None of the trading houses were more obsessed with secrecy than Bunge. Dan Morgan wrote that, “Bunge was a private company about which nobody knew and nobody could speak…To Bunge officials public relations meant keeping Bunge out of the limelight.”
But then the company’s controlling families had a particular reason for avoiding the limelight. Five years earlier, in September 1974 in Buenos Aires, the Montoneros—an Argentine youth movement—kidnapped Jorge and Juan Born, 40 and 39 years old respectively, the grandsons of the founding partner and heirs apparent of the company.
Juan Born was released six months later, in March 1975, and Jorge in June 1975. No details were even given as to the ransom paid for Juan, but the Montoneros claimed that the Bunge family had paid $60 million for the release of Jorge. Although that doesn’t sound like much now, it was a huge sum in 1975, equivalent at the time to one third of the annual Argentine defense budget.
It should come as no surprise that after the kidnapping, the family withdrew even further behind a veil of secrecy. Dan Morgan “did not get near the Hirschs or the Borns, the ruling families of the Bunge Company.” The closest he got was an hour-long interview with the president of Bunge’s North American division. After the meeting, Bunge’s public relations agent told him that he had “neither the time nor the inclination for further discussions.”
Compare Dan Morgan’s difficulties in obtaining information with the ease with which Daniel Ammann gained access to Marc Rich for his book, The King of Oil, published in 2010. Daniel wrote, “These oil and commodity traders…shared their thoughts and their memories with me, opened doors and documents, and explained the technicalities of trading and financing. They tried to show me the big picture, and they revealed their little secrets.”

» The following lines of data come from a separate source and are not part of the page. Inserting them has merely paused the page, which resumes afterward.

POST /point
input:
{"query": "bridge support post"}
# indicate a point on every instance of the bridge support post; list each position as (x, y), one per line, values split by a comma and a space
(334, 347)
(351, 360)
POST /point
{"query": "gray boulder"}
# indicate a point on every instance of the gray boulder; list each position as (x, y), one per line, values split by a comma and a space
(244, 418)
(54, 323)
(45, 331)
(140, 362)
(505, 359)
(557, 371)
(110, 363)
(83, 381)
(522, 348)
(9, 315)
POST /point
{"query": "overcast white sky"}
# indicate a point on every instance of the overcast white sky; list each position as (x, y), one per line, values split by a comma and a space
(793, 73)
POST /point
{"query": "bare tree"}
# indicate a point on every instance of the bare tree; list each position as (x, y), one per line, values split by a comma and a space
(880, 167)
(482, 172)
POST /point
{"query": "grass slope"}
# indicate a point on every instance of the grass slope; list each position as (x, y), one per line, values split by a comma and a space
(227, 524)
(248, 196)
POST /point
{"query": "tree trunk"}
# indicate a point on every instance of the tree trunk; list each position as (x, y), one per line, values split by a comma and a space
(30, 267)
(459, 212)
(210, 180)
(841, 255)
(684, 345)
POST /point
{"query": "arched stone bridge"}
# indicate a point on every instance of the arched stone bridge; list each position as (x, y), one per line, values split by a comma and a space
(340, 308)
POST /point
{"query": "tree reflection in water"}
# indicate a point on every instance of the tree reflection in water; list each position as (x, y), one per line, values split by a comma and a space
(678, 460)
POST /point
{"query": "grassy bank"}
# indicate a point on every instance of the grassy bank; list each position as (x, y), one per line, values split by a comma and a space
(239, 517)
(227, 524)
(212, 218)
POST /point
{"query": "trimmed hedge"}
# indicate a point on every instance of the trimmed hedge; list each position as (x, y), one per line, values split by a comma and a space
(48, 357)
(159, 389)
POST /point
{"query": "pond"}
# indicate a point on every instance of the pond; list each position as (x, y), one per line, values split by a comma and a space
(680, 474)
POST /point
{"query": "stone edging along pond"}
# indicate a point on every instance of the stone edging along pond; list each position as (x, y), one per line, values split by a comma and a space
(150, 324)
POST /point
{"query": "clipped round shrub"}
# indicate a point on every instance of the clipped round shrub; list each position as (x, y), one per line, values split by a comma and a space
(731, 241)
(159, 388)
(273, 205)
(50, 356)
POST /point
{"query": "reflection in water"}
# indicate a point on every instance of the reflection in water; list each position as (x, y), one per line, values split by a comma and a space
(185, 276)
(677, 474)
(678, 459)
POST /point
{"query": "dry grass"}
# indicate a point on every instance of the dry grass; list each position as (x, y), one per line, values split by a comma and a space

But then perhaps Mr Ammann was just lucky in his timing. Up until the series of interviews that formed the backbone of his book, Marc Rich had systematically avoided reporters and was, “considered the most secretive trader of the notoriously furtive commodities trading community. For years, no one had ever seen a photograph of him. The media had to resort to artists’ sketches for their reports.”
Glencore, the successor company to Marc Rich, is now a public company, as too are ADM and Bunge. Cargill and Dreyfus are still privately owned, but both act as if they are publicly quoted; they publish detailed company reports and actively interact with the wider community, whether bond investors, clients, banks or journalists. COFCO, the new giant among the grain trading companies, is Chinese-government owned.
All of the large agricultural commodity companies are now active on social media, and actively engage with NGOs on issues related to environmental sustainability or human rights.
This is a significant change since 1979, when Dan Morgan wrote, “The companies…stay in the shadows most of the time. Perhaps it was the ancient nightmare of the middleman-merchant that made them all so secretive—the old fear that in moments of scarcity or famine, the people would blame them for all their misfortunes, march upon their granaries, drag them into the town square and confiscate their stocks.”
Agricultural merchants are still being dragged into the town square of public opinion, and they are still regularly being blamed for varying misfortunes, but they are now very much out of the shadows.
I hope to publish my new book, “Out of the Shadows: The New Merchants of Grain” this autumn.